Lalibela  - Kirchen, von oben nach unten,  nicht erbaut – gehauen.

 

Es war etwa zur gleichen Zeit – also vor etwa 900 Jahren – als die Kirchen in unseren Landen Türme bekamen und alles an ihren Gebäuden – Säulen, und Fenster und Mauern – sich immer höher – gen Himmel – reckte. Mächtige Dome zeugen bis heute davon – in Köln, Ulm , Regensburg…

 

Eben zu dieser Zeit entstanden die 11 Felsenkirchen – in Lalibela – im heutigen Äthiopien.

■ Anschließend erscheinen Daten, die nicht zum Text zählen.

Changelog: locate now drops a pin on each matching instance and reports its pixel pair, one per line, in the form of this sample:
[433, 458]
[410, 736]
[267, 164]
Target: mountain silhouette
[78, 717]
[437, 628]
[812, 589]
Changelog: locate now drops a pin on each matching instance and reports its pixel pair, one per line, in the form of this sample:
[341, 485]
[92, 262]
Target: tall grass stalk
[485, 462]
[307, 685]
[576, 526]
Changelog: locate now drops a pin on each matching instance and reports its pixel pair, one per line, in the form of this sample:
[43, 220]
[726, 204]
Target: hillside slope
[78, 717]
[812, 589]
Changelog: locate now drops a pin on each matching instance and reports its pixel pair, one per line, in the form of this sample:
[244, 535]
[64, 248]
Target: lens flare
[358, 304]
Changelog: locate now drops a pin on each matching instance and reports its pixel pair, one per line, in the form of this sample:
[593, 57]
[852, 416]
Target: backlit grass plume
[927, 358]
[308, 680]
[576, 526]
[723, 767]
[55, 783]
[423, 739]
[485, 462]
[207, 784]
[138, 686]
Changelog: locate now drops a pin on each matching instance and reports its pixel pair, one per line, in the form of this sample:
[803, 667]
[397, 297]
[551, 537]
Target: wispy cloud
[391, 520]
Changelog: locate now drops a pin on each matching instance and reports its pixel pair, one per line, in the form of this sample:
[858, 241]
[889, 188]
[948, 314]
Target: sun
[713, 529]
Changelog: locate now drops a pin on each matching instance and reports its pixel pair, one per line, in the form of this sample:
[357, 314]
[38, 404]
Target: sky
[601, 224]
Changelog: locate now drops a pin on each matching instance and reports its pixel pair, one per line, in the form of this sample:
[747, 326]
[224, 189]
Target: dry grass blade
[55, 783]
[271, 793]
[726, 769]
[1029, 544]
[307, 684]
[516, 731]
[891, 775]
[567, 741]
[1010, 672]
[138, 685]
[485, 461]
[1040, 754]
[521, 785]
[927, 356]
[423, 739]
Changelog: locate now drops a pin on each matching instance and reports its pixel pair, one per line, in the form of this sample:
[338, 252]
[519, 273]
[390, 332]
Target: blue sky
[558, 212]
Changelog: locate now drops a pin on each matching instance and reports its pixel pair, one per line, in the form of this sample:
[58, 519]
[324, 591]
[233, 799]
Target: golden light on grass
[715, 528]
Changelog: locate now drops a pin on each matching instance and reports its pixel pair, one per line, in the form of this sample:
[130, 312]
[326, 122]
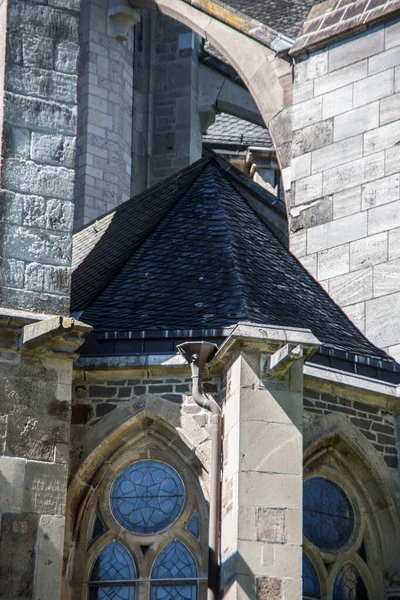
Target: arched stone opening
[337, 451]
[145, 436]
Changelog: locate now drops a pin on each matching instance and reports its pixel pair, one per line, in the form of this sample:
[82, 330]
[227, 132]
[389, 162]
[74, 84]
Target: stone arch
[119, 432]
[334, 447]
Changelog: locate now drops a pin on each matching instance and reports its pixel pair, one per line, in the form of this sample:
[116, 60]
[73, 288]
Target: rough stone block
[387, 278]
[49, 557]
[394, 243]
[383, 218]
[17, 555]
[333, 262]
[369, 251]
[45, 488]
[337, 232]
[358, 120]
[306, 113]
[53, 149]
[28, 244]
[380, 329]
[312, 137]
[347, 53]
[24, 111]
[337, 101]
[390, 109]
[382, 138]
[12, 473]
[309, 188]
[37, 51]
[340, 78]
[373, 88]
[337, 154]
[352, 287]
[347, 202]
[353, 174]
[380, 192]
[384, 60]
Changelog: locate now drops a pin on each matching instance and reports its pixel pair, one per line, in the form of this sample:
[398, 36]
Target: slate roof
[192, 253]
[285, 16]
[231, 130]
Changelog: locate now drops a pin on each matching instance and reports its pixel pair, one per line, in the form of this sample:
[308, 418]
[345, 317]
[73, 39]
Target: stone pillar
[39, 46]
[261, 528]
[36, 360]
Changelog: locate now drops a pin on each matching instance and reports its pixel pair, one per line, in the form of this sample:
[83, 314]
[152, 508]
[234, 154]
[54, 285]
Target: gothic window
[333, 538]
[146, 533]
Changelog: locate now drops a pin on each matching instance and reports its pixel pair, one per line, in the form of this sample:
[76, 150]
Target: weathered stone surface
[23, 111]
[12, 473]
[41, 245]
[45, 488]
[17, 555]
[30, 178]
[49, 557]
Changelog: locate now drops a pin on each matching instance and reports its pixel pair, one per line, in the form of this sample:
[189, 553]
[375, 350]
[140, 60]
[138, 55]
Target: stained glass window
[147, 497]
[114, 563]
[311, 585]
[328, 517]
[174, 562]
[194, 526]
[349, 584]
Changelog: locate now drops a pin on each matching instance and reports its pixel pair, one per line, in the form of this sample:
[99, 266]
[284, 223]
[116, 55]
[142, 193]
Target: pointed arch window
[175, 562]
[113, 566]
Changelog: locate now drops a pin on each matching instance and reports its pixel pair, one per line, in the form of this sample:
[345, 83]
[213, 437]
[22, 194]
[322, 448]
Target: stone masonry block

Ihre Erbauer – allen voran König Lalibela – bauten nicht Stein auf Stein – nein, sie schlugen Stein aus Stein – und gruben sich tief in den Felsen hinein, 12 m tief.  Die Tausende  von Steinen, die dabei anfielen, wurden entfernt und was übrig blieb, das war das Gotteshaus – waren die Gotteshäuser – jedes einzelne ein geformter Felsblock – innen ausgehöhlt.  Heilige Räume entstanden so. Das „Dach“ der Kirche – bildete als Steindecke den Grundriss der Kirche nach.  Diese besondere Architektur wurde mit dem Titel Weltkulturerbe der UNESCO  geehrt  und gilt als 8. Weltwunder.

 

Aber diese Felsenkirchen sind auch ganz besondere Glaubensorte. Schon ab dem 4. Jahrhundert verbreitete sich am Horn von Afrika das Christentum. Von dort  pilgerten  Christen immer wieder nach Jerusalem zu den heiligen Stätten. Später, als die  Verbindungswege dahin  gesperrt wurden, wollte König Lalibela (ca. 1189 -1229)  „ein zweites  Jerusalem“ schaffen.  Eine Legende erzählt, dass Lalibela die Kirchen eigenhändig  aus dem roten Tuffstein-Felsen gehauen hat – 30 Jahre lang, jeden Tag.  Nachts allerdings kamen Engel und bauten weiter  - natürlich viel schneller.  (Wissenschaftler haben errechnet, dass die Felsenkirchen in über 120 Jahren entstanden sind.)

 

Bis heute findet man dort in Lalibela eine lebendige orthodoxe Gemeinde. Freilich,  ohne Verbindung zu den  anderen christlichen Kirchen, haben sie ihre eigenen Rituale und Bräuche entwickelt. So befindet sich in jeder Kirche auch ein Allerheiligstes mit der Nachbildung der Bundeslade, in dem die 10 Gebote aufbewahrt werden.

 

Jeden Sonntag zur Gottesdienstzeit wimmelt es dort von weißgewandeten Priestern und Gläubigen.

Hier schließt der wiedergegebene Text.